The Artist est un film muet conventionnel, augmenté en puissance par le potentiel des nouvelles technologies appliqués au noir et blanc. Il est beau et il nous étonne parce que c'est le premier film muet de l'ère du sonore. C'est un film-camée. Tout en lui est un tribut à l'histoire du cinéma muet, mais c'est aussi une raillerie du cinéma d'aujourd'hui (es. le doigt d'honneur au début du film, qui ne se serait jamais passé dans les années '20, les rares moments de sonore, etc.).
Le sonore est utilisé pour accentuer la différence entre le vieux et le nouveau. Un nouveau qui représente l'homme augmenté, interconnecté, l'Homo Technologicus dont parle Giuseppe Longo: http://www.quadernidaltritempi.eu/rivista/numero24/mappe/q24_m02.htm.

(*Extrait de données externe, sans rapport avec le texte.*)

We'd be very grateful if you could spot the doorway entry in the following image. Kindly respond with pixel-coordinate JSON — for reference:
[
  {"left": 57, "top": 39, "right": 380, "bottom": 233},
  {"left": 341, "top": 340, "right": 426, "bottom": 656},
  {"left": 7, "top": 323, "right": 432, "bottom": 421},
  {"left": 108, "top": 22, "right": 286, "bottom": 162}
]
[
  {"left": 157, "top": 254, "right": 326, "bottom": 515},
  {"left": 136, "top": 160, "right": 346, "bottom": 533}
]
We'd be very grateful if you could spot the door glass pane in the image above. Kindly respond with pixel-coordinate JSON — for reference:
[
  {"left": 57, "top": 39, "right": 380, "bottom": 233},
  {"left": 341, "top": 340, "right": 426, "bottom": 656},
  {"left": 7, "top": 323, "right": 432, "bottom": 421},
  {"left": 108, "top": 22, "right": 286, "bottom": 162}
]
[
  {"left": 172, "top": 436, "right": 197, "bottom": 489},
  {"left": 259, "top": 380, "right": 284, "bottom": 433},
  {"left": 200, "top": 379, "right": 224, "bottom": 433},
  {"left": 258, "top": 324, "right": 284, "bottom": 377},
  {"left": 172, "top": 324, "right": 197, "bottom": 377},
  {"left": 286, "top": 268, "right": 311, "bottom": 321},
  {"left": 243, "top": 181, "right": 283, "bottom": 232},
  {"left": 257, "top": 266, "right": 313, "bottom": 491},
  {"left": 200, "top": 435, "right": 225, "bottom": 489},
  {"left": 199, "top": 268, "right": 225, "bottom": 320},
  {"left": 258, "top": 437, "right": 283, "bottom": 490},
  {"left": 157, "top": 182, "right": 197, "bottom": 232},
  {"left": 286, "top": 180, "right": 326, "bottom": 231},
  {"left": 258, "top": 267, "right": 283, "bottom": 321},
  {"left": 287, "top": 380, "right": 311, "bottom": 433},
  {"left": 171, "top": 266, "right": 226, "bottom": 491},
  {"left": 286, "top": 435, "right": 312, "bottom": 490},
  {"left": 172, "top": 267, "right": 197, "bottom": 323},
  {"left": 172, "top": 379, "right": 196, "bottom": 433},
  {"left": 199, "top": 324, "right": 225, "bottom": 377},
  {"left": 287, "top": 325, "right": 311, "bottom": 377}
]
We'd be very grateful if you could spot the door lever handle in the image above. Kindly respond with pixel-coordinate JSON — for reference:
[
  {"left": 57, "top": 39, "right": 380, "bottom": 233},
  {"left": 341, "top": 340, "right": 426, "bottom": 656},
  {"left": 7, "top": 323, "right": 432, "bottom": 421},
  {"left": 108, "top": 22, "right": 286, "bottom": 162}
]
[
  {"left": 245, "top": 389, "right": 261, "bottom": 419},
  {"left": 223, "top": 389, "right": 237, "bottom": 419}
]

Et c'est un homme accablé par l'excès d'informations qui devient bruit de fond et il lui empêche le mouvement.
Le film termine avec un tribut final à la naissance du musical et le réalisateur conclut avec le respire fatigué des deux danseurs/acteurs à souligner l'effort mis dans ce film, pour en fin revenir « à la voix », soit à la vie réelle, parce que on peut toujours vivre dans la nostalgie du passé, mais à un bon moment le film fini.
Plein de références à Orson Welles avec les images en contrechamp au moment du climax du film, à la malheureuse historie de Alla Nazimova et à sa « Salomè » manquée (http://fr.wikipedia.org/wiki/Alla_Nazimova) ou encore à « Boulevard du crépuscule » (http://fr.wikipedia.org/wiki/Boulevard_du_cr%C3%A9puscule) et au slapstick en style Charlie Chaplin, quand George Valentin joue avec son chien savant.
Donc, vraiment un beau film. Un peu long, je dirais. Si les films muets ne duraient plus qu'une heure ce n'était pas juste parce qu'il y avait des limites techniques, mais aussi parce que tenir l'attention des gens pour une heure sur des images qui passent et de la musique classique comme musique de fond, c'est effectivement une entreprise difficile.
Par contre, je pointerais aussi l'attention sur une scène dont, pour presque un minute, Bérénice Bejo inquiète, ne fait rien d'autre que se frotter les mains. Le détail est vraiment spécial, quelque chose qu'on aurait jamais pu voir en un film des années '20, dont le détail est toujours sur un gros plan avec caméra fixe.